Labour Secures Historic Win In Mid Bedfordshire By-Election Overturning Huge Tory Majority
Alistair Strathern is the new Labour MP for Mid Bedfordshire (Alamy)
4 min read
The Labour Party has overturned a Conservative majority of more than 24,000 in the Mid Bedfordshire by-election, delivering the constituency its first ever Labour MP in a huge blow for the Conservative government.
Labour's Alistair Strathern, a former teacher, will be Mid Bedfordshire's new Member of Parliament. Strathern is currently a cabinet member on Waltham Forest Council in east London.
Labour won 13,872 votes while the Conservatives gained 12,680. The Lib Dems took 9,420 votes in the tightly fought three-way race.
The Labour Party enjoyed a 20.5 per cent swing and now has a majority of 1,192.
"Nowhere is off limits for this Labour Party and tonight's result proves it," Strathern said in a victory speech.
"This was no longer an area that felt as though it was being treated [with] respect, both nationally and locally, by our MP."
Addressing Labour supporters alongside Strathern in Mid Bedfordshire on Friday morning, Labour leader Starmer said that voters had seen the "party is changed".
"I'm glad that they've seen that our party is changed that they can put their trust and confidence in us," he said.
"And I hope that that persuades other voters across the country who may have voted for other parties in the past that the party of the future, the party of national renewal to reject the decline of the last 30 years, is this changed Labour Party."
He hailed the Mid Beds victory as an "incredible result" and said Strathern had "made history".
Labour also won a seat in Tamworth in a surprise double by-election victory, boosting the party's hopes of a majority at the next general election.
Starmer said that overturning two major Tory majorities showed Labour "is back in the service of working people and redrawing the political map".
The by-election was triggered when the seat's previous Conservative MP, Nadine Dorries, finally announced her resignation in August after having announced her intention to step down as MP two and a half months earlier in protest at not being offered a peerage.

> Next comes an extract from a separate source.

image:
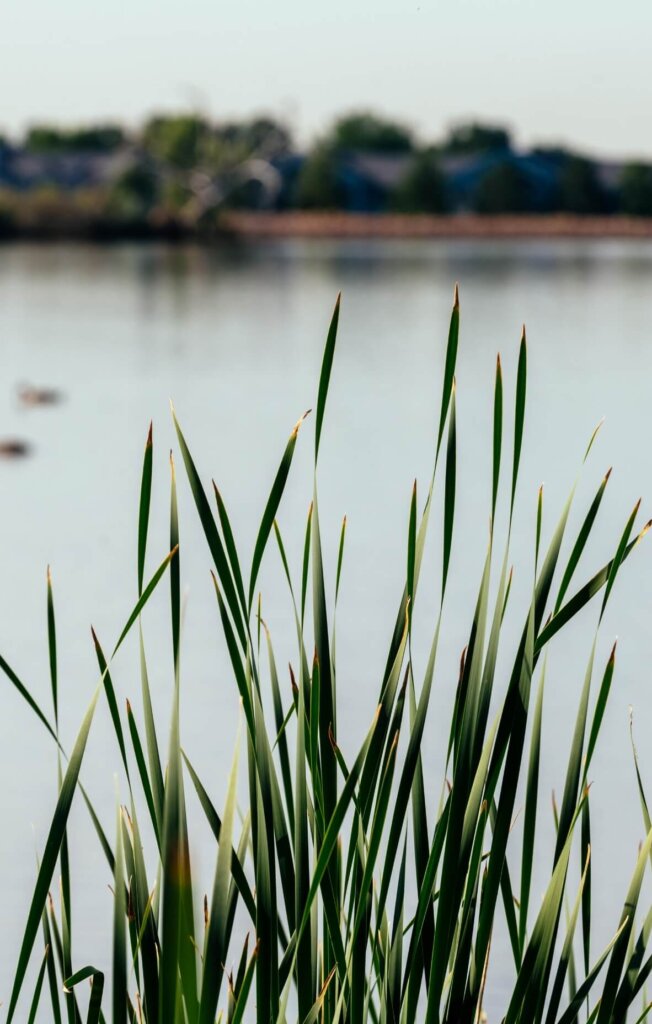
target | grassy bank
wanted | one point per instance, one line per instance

In her resignation letter in the Mail on Sunday, Dorries accused Prime Minister Rishi Sunak of “whipping a public frenzy against her” and told him: “Your actions have left some 200 or more of my MP colleagues to face an electoral tsunami and the loss of their livelihoods, because in your impatience to become Prime Minister you put your personal ambition above the stability of the country and our economy.
“Bewildered, we look in vain for the grand political vision for the people of this great country to hold on to, that would make all this disruption and subsequent inertia worthwhile, and we find absolutely nothing.”
This by-election was a fiercely fought contest due to neither Labour or the Lib Dems backing down from the race, raising the question as to whether they were going to split the anti-Tory vote.
Mid Bedfordshire had been a solid Conservative seat since 1931, and Labour has never had an MP representing the constituency before.
Luke Tryl, the UK Director of research organisation More in Common said it was significant that Labour had won the seats in the context of splits in the anti-Tory vote.
"It’s not just that Labour has won two of the safest seats in the country, it’s that they have overcome really significant electoral barriers to do so," he said.
"In Mid Bedfordshire, Labour won despite a split in the anti-Tory vote and in Tamworth they won a seat that voted heavily for Leave in 2016 and also trended away from Labour at an alarming rate since the party last held it in 2005.
"All of this suggests that the Tories learnt the wrong lesson from the Uxbridge by-election in July and should have instead focused on what happened in Selby."
At the next general election, the Mid Bedfordshire constituency boundaries will change slightly, with some of the constituency being absorbed into the new constituencies of North Bedfordshire and Hitchen.